Die Bewährung Europas

Als Student habe ich oft vom anderen Rheinufer aus nach hier, auf den Sitz der vier Hohen Kommissare, hinübergeschaut. Heute betrete ich den Petersberg zum ersten Mal. Die historische Umgebung erinnert an die tiefen Wurzeln, die die alte Bundesrepublik in der Landschaft von Rhein und Ruhr geschlagen hat. Ich war immer stolz auf eine Heimat, die sich durch ihre zivile Geistesart, eine gewisse rheinpreußische Distanz zu Berlin, die Öffnung nach Westen und den liberalen Einfluss des republikanischen Frankreichs auszeichnet. Von hier aus hat die Bundesrepublik das Ziel ihrer Souveränität nur im engen Zusammenspiel mit der politischen Einigung Europas erreicht; auch die nationale Einheit haben wir nur innerhalb des europäischen Rahmens erlangt. So lädt uns der genius loci zum Nachdenken über den irritierenden Umstand ein, dass diese segensreiche europäische Dynamik heute erlahmt ist.

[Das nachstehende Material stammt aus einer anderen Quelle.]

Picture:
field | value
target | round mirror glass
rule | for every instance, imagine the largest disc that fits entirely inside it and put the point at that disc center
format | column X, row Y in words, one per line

Die Rückwendung zum Nationalstaat hat in vielen Ländern eine introvertierte Stimmung gefördert: Das Europa-Thema ist entwertet, man beschäftigt sich lieber mit der nationalen Agenda. Bei uns umarmen sich in den Talkshows Großväter und Enkel in der Rührung über den neuen Wohlfühlpatriotismus. Die Gewissheit heiler nationaler Wurzeln soll eine wohlfahrtsstaatlich verweichlichte Bevölkerung für den globalen Wettkampf „zukunftsfähig“ machen.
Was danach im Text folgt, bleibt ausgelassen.